I was much like your W. I thought that oral sex was probably not very appropriate either. I was brought up in a strict religious home. I had some hang-ups for a long time. It was very, very hard for me to get to the place that I could totally be uninhibited. In fact, I don't know that I ever did completely. But what concerns me is that I am afraid the two of you will end up like me and my H and I don't want that for you. He was much like you are and he decided if we had sex then I would be the one to start it.....it didn't happen. So, you are cutting your nose off to spite your face when you have that attitude.
If you know what her "love language" is, then by all means use it. Mine was intimate conversation.....which I never got except one time and I almost ate him up that night. You would think he would have gotten the hint....but guess not. Acts of service or gifts or any of that stuff did nothing for me. Everytime he cleaned house or did any stuff I had been asking for ever....I knew why he was doing it and it would just turn me off more. He always had that look in his eyes. But, he wouldn't talk to me...and that was what I was starved for.

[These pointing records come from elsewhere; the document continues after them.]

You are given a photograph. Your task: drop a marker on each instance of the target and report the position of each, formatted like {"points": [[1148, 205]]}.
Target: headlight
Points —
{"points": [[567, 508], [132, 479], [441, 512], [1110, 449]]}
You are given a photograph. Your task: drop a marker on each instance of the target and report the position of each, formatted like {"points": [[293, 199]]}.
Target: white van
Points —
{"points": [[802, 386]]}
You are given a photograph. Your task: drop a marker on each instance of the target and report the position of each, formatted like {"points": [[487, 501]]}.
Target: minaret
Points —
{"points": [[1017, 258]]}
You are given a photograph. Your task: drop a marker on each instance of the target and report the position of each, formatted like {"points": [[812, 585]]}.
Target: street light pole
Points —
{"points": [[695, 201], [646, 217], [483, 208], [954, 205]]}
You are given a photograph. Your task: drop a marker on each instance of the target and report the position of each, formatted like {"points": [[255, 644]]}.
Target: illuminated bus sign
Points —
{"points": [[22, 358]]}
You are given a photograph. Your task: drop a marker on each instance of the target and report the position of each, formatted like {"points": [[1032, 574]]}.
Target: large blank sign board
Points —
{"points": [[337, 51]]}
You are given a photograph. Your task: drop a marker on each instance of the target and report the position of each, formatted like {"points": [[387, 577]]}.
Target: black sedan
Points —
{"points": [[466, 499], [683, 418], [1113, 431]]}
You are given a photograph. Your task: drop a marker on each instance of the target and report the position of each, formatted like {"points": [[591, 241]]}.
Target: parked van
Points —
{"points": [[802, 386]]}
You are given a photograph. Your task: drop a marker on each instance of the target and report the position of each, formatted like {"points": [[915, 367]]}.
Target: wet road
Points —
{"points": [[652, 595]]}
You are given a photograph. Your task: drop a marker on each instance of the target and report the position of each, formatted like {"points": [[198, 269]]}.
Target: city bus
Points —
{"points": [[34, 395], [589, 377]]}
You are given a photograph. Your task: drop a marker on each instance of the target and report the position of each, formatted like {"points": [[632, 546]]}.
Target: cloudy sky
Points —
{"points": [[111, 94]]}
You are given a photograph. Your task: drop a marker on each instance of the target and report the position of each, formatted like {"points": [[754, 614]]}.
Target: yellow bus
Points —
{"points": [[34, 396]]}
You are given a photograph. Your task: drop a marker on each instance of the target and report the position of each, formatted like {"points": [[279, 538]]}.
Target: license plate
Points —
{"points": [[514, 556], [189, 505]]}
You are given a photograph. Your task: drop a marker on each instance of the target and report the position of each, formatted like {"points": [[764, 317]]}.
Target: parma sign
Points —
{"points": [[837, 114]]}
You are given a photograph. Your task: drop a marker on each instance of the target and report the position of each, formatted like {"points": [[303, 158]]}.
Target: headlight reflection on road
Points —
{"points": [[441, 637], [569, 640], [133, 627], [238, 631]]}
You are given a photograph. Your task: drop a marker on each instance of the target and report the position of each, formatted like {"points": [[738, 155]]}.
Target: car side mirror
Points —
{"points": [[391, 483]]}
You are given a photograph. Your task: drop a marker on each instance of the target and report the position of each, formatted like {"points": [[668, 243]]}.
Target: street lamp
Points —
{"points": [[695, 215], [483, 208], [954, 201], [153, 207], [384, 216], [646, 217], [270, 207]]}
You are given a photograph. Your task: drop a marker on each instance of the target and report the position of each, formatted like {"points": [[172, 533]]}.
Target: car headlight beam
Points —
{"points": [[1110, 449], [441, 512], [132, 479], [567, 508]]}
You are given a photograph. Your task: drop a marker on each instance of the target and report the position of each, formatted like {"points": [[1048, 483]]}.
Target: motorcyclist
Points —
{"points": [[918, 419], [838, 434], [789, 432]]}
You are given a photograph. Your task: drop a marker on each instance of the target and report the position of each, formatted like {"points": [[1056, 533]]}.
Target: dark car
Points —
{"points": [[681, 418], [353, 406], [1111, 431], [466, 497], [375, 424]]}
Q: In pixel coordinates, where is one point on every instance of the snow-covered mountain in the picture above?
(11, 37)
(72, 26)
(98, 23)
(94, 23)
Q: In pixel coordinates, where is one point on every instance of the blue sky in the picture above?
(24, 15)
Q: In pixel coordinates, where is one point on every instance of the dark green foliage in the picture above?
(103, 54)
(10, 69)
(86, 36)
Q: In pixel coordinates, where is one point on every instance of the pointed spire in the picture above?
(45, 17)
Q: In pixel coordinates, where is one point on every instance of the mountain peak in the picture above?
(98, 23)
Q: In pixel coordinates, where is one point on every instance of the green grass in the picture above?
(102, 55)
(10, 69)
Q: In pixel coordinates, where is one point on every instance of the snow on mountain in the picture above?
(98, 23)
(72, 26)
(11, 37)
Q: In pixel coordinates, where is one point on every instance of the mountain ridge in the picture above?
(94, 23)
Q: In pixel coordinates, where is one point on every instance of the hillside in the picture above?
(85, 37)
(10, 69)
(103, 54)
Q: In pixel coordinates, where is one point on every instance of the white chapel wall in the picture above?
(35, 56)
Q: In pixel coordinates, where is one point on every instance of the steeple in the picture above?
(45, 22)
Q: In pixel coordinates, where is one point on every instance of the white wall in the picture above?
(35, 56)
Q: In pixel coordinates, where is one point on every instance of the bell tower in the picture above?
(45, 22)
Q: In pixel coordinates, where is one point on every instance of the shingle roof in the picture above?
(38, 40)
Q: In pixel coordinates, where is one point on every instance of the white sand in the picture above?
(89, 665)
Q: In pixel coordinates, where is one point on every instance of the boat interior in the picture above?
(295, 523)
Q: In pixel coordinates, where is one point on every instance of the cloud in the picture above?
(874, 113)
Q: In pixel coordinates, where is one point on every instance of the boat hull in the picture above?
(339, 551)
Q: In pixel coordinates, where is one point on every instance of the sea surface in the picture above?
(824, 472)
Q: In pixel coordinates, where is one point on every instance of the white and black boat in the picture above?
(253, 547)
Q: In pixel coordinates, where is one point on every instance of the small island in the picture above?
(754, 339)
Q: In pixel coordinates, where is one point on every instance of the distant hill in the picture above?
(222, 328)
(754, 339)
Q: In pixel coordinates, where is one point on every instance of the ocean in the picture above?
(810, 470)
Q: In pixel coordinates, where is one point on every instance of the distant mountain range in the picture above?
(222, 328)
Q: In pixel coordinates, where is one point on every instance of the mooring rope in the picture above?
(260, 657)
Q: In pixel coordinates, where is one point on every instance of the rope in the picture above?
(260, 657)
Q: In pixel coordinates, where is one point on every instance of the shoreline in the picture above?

Don't give up trying to find help. Maybe a doctor could give her something to help her. But, mostly the right kind of therapy is needed. There are actually some good sex books at the Christian book stores. Dr. James Dobson and Gary Smalley has written some good books.
I think if the two of you could find the "right" counselor, it would unlock some hidden problems that you could deal with and work this out.
It is not about what you feel should work in your M. It is about doing the work that gets the right results. Do what works!